I wanted to throw gravy in her face.
He let Nana die, I wrote and sent my notebook skidding across the table.
Later that night, she knocked on my door, and when I opened it, just stood there. Her cheeks were stained with tear tracks,
and her eyes seemed to be directed at a point somewhere over my shoulder.
"Well?" I asked.
Her hand flew up, and I heard the report of the slap before I felt it. The sound seemed to expand, to fill the entire house,
to carry across the lake and into the wooded hills, like a gunshot. I didn't even take a step back; I was too startled.
My mother's expression never changed. Her gaze still focused on that place behind me. Emma reached into her pocket and threw
a balled up note rattling across the floor. Very softly, she closed the door.
When I was alone the memory of her tear streaks gave me solace, even as I forced myself to cry a little. The note said, Someday, you will be ashamed of the way you acted tonight.

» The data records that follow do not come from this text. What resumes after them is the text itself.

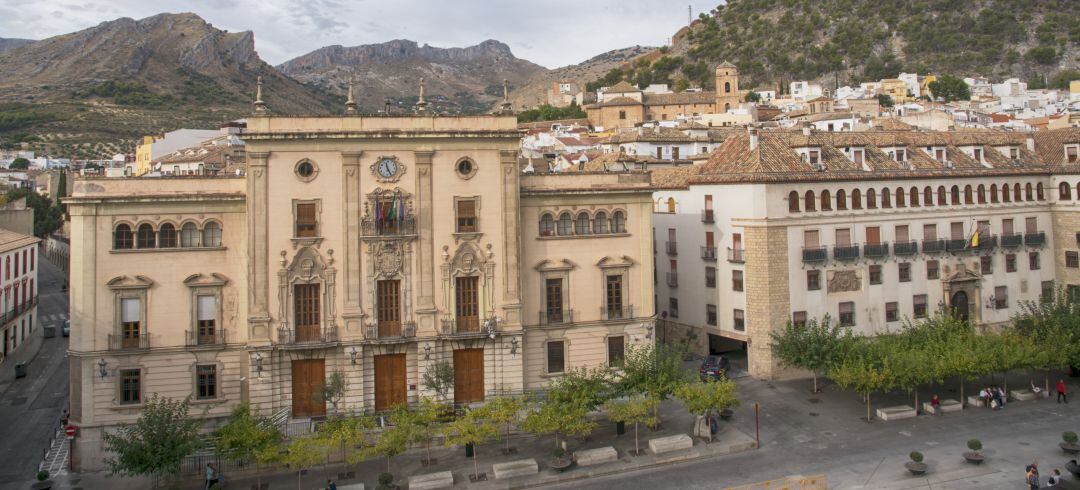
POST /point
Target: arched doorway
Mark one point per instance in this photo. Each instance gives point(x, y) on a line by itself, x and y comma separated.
point(959, 305)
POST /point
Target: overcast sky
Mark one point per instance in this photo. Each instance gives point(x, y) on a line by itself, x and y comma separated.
point(550, 32)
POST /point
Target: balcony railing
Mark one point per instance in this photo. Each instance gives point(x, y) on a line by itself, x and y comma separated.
point(1012, 241)
point(933, 246)
point(875, 250)
point(672, 247)
point(814, 254)
point(388, 227)
point(129, 343)
point(197, 339)
point(307, 335)
point(556, 316)
point(905, 248)
point(613, 313)
point(846, 252)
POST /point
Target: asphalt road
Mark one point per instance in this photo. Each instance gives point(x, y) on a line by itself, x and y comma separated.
point(30, 407)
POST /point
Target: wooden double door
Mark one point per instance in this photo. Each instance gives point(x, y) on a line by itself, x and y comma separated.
point(468, 376)
point(309, 376)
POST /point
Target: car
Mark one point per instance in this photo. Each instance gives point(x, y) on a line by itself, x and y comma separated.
point(714, 367)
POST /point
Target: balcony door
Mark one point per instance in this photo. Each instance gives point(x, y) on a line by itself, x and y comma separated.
point(468, 303)
point(306, 310)
point(388, 308)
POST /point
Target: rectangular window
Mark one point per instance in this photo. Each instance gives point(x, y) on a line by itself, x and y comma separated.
point(904, 270)
point(467, 215)
point(556, 357)
point(206, 381)
point(307, 223)
point(131, 390)
point(933, 270)
point(847, 314)
point(892, 311)
point(919, 309)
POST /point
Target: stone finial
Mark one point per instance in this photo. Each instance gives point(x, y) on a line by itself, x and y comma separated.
point(260, 107)
point(421, 105)
point(350, 105)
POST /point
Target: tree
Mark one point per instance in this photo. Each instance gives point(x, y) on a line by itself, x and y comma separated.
point(949, 89)
point(157, 443)
point(473, 429)
point(814, 346)
point(636, 410)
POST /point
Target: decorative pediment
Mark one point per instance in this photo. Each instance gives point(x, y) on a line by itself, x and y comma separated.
point(212, 280)
point(609, 262)
point(126, 282)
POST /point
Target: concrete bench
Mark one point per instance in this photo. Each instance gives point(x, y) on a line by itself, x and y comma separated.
point(514, 468)
point(662, 445)
point(898, 412)
point(431, 480)
point(598, 456)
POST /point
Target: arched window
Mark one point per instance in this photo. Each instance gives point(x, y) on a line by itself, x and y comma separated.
point(599, 223)
point(618, 222)
point(547, 225)
point(212, 234)
point(189, 235)
point(565, 225)
point(144, 237)
point(122, 239)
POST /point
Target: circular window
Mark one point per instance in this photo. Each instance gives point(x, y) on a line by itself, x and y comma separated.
point(466, 168)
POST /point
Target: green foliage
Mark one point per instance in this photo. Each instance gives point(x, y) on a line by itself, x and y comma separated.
point(547, 112)
point(949, 89)
point(157, 443)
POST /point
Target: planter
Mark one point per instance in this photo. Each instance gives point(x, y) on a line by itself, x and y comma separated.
point(916, 468)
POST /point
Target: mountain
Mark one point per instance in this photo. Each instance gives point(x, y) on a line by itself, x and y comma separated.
point(464, 80)
point(11, 43)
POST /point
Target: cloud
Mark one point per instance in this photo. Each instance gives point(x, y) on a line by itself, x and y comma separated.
point(552, 33)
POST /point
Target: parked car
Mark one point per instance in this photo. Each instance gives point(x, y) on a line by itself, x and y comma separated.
point(714, 367)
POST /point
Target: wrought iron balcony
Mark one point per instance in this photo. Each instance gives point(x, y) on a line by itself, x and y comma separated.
point(905, 248)
point(933, 246)
point(814, 254)
point(203, 339)
point(556, 316)
point(875, 250)
point(845, 252)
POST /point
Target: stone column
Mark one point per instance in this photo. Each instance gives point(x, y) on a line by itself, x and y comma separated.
point(258, 276)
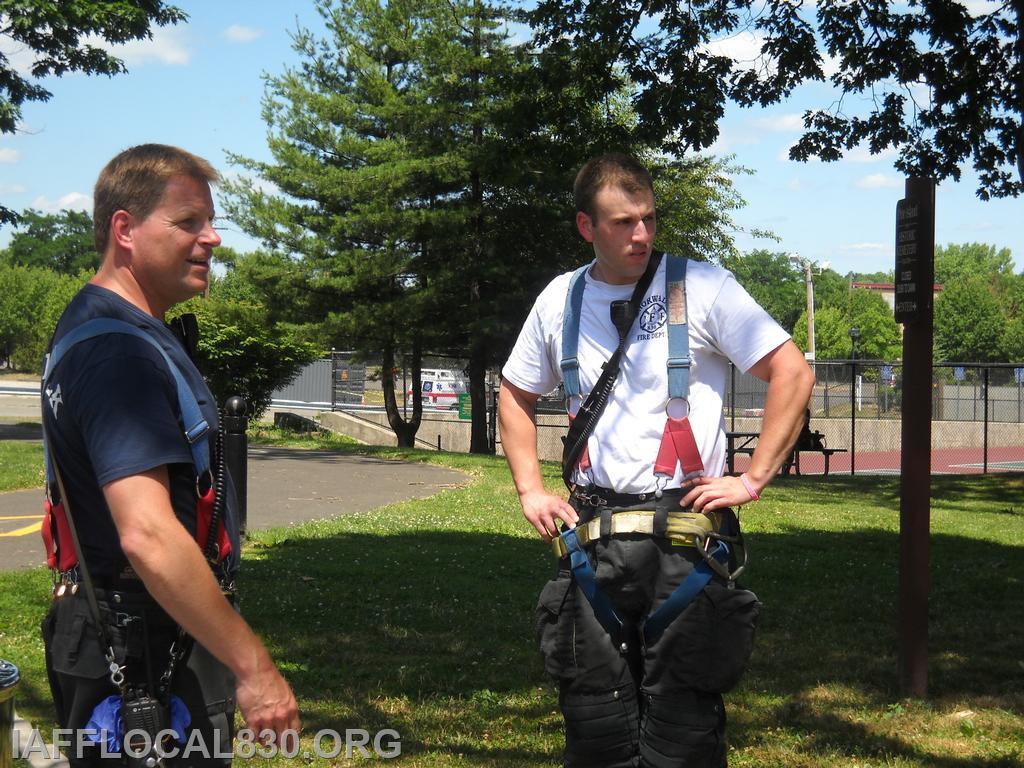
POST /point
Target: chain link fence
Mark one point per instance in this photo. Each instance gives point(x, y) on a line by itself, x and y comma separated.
point(977, 426)
point(977, 416)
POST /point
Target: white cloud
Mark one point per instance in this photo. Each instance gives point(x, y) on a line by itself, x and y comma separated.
point(783, 156)
point(878, 181)
point(788, 123)
point(238, 33)
point(744, 48)
point(70, 202)
point(829, 65)
point(978, 7)
point(864, 247)
point(19, 57)
point(862, 154)
point(168, 46)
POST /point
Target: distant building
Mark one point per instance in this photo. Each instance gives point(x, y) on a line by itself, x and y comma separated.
point(888, 291)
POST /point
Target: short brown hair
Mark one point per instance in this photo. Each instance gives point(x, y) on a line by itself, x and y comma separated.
point(135, 181)
point(612, 169)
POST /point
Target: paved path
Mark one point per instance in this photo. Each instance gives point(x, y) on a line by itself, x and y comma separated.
point(286, 485)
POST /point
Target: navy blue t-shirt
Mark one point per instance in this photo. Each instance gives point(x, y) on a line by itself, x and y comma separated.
point(112, 412)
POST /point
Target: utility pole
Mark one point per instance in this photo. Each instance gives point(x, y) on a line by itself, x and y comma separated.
point(809, 282)
point(914, 287)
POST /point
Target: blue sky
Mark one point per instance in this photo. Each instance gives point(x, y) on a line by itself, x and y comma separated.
point(199, 85)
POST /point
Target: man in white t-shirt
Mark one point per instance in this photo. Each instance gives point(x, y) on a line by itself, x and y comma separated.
point(633, 697)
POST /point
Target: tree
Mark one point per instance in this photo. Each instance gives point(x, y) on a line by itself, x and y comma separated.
point(773, 282)
point(32, 300)
point(59, 242)
point(863, 309)
point(969, 323)
point(62, 37)
point(427, 166)
point(954, 263)
point(240, 351)
point(1012, 343)
point(885, 55)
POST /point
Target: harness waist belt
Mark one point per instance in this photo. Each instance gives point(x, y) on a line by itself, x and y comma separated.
point(685, 528)
point(595, 496)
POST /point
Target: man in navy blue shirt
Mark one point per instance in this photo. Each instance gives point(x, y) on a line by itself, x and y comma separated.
point(112, 414)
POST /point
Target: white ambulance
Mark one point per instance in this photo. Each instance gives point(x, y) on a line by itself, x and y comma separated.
point(440, 388)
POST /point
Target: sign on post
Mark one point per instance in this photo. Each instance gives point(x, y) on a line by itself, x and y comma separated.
point(911, 293)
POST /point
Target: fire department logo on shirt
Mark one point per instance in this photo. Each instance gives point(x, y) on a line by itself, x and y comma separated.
point(55, 399)
point(652, 314)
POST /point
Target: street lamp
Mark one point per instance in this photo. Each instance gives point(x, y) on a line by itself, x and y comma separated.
point(854, 397)
point(809, 281)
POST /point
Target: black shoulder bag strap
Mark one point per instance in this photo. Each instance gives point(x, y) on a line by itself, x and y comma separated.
point(624, 313)
point(117, 676)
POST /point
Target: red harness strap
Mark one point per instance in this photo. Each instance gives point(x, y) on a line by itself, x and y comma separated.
point(678, 448)
point(204, 512)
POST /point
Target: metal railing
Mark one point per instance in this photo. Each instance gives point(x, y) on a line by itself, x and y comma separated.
point(978, 410)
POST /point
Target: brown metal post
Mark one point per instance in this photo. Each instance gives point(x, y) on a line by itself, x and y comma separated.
point(915, 226)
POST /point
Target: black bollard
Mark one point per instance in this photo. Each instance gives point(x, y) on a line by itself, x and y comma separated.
point(237, 452)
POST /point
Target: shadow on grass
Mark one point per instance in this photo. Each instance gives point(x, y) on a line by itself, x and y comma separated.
point(426, 633)
point(430, 634)
point(1006, 487)
point(22, 431)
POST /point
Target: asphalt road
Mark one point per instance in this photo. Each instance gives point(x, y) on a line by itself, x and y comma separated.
point(286, 486)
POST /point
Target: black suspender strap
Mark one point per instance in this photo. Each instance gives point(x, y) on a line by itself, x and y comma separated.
point(117, 676)
point(624, 313)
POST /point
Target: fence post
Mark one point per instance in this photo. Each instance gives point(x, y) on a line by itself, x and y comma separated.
point(8, 682)
point(493, 420)
point(984, 441)
point(237, 453)
point(334, 376)
point(853, 416)
point(732, 396)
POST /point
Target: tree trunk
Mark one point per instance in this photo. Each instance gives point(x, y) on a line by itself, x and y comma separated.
point(404, 431)
point(1019, 8)
point(478, 442)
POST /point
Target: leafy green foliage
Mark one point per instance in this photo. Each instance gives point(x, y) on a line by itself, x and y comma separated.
point(425, 165)
point(969, 323)
point(886, 54)
point(62, 37)
point(59, 242)
point(241, 351)
point(773, 282)
point(863, 309)
point(32, 300)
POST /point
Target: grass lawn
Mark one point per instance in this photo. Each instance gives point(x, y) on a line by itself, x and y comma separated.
point(419, 617)
point(20, 462)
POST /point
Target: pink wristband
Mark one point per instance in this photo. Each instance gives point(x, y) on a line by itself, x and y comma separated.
point(749, 486)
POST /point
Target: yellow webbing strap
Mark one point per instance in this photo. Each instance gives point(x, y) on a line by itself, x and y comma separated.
point(684, 527)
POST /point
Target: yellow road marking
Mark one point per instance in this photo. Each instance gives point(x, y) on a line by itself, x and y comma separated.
point(26, 530)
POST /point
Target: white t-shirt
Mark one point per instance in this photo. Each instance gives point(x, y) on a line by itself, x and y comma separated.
point(725, 324)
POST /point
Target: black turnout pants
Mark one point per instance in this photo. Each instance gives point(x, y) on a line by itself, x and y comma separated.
point(626, 705)
point(80, 679)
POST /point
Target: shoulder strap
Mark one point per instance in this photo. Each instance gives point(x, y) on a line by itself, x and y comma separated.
point(586, 419)
point(679, 338)
point(570, 332)
point(196, 428)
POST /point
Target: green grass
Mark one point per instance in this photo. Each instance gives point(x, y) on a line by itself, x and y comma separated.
point(418, 617)
point(20, 465)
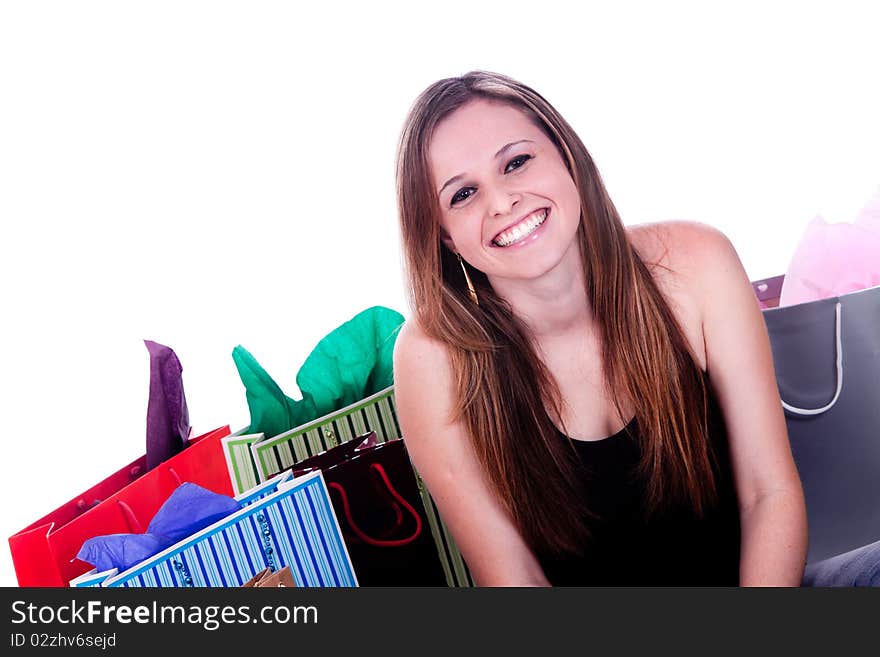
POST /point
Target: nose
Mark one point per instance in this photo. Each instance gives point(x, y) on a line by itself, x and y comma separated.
point(502, 201)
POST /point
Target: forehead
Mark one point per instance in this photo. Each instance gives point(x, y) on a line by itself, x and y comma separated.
point(472, 135)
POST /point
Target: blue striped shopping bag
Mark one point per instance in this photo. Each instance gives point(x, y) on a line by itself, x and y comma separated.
point(284, 522)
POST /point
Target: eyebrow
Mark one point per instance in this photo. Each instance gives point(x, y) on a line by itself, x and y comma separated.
point(501, 151)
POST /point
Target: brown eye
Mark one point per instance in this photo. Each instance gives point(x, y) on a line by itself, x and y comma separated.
point(463, 194)
point(517, 162)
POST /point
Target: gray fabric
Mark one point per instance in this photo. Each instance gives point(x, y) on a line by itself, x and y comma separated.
point(859, 567)
point(838, 451)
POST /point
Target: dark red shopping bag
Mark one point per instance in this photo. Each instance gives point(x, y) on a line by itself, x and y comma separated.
point(376, 499)
point(44, 553)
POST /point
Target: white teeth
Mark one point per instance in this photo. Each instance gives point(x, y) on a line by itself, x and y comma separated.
point(523, 229)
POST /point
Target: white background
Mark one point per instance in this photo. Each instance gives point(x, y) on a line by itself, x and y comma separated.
point(208, 174)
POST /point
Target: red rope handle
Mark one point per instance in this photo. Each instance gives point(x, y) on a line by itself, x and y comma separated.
point(397, 496)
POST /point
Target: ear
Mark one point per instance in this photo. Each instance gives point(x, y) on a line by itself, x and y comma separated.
point(447, 240)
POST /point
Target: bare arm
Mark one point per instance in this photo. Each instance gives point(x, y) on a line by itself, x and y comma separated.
point(740, 366)
point(441, 451)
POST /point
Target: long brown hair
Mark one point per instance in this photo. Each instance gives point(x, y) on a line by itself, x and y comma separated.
point(503, 387)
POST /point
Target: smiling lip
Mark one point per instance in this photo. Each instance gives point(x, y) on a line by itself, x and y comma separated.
point(522, 219)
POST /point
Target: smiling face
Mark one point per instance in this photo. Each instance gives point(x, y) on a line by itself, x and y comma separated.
point(508, 204)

I was further comforted by the slamming of doors downstairs, and the echoes of my mother yelling, and of her lover—my late
grandmother's oncologist and my prospective stepfather, Victor Lipscomb, M.D., Ph.D.—trying to calm her. His deep voice pleaded
up through the heating vents: "Emma, honey," and, "Come on," and, "We just have to keep working at this." Nor was I unhappy
to register, as I drifted to sleep, the quiet of a night without music.